At home I had an IBM Jr (Hey, I loved it!), whose BASIC didn't have GOSUB, so I invented a stack for the parser using strings. (Used strings as a heap in another program to create a very slow 3D vector graphics program.)

In high school I wrote this massive text adventure called Wanderer. I was so proud of it, until the day I went to save it on my floppy disk, at which time it wrote all over the previous version only to abort because it was to big for the disk. No pre-write size check! :(

That was the last one I wrote. But by pushing every text adventure to new levels of capability, over and over, I learned a lot about programming, and developed a habit of innovating in program styles, and domain languages, to match problems.

I wish I had the source for all those programs, but these were the days of many incompatible computers, and storage media that decayed quickly.

---

I would love a Mac version of those four text adventures mentioned above. Mystery Mansion seems to have become particularly forgotten.

---

"The Plot of the Phantom" makes me so happy! Thank you Scott Andrew!!!

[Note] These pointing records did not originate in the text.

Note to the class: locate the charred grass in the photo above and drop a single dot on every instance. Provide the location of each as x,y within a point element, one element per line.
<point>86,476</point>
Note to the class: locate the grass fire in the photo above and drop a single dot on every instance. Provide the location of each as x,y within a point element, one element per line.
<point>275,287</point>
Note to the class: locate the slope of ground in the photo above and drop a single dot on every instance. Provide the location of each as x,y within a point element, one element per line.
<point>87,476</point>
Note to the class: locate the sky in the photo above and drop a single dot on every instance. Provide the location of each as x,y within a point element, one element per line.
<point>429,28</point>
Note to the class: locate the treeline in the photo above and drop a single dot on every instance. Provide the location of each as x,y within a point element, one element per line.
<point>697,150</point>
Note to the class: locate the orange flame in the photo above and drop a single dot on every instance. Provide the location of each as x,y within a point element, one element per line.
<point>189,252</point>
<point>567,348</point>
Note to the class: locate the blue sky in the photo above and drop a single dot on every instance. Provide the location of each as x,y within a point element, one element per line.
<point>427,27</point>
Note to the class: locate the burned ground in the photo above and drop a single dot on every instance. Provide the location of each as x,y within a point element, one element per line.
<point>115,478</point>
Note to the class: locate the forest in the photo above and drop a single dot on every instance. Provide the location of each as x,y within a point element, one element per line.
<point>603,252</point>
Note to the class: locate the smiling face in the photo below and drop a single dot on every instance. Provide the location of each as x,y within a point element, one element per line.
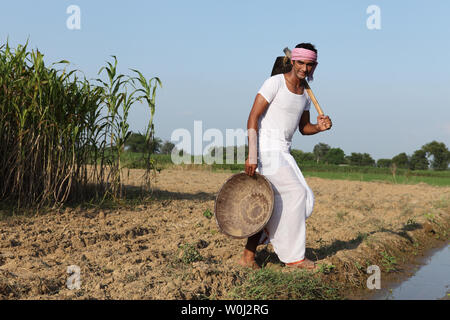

(Completely random, but reading the opening scene, it struck me how perverse it would be to get deeply into the game and find out I was in the text adventure equivalent of "Deliverance"! That would almost be art, lol. Like novels, text adventures are a medium that naturally supports much greater freedom, than visual mediums.)

ninetyninenine•11m ago
LLMs can enhance text adventures.

I'm not saying having LLMs narrate the entire situation. I'm saying have the LLM sit between gamestate and the player. The LLM is the UI.

Essentially the LLM can see the current game state and possible moves and it's the LLMs job to change the game state and report the current game state to the user (via a well written narrative).

That keeps the world consistent and structured, but the LLM adds enough dynamism to keep it flowing well. You can even make the underlying game state complex as well. Like you can have enemy AI's that actually move through the world too (independent of the LLM).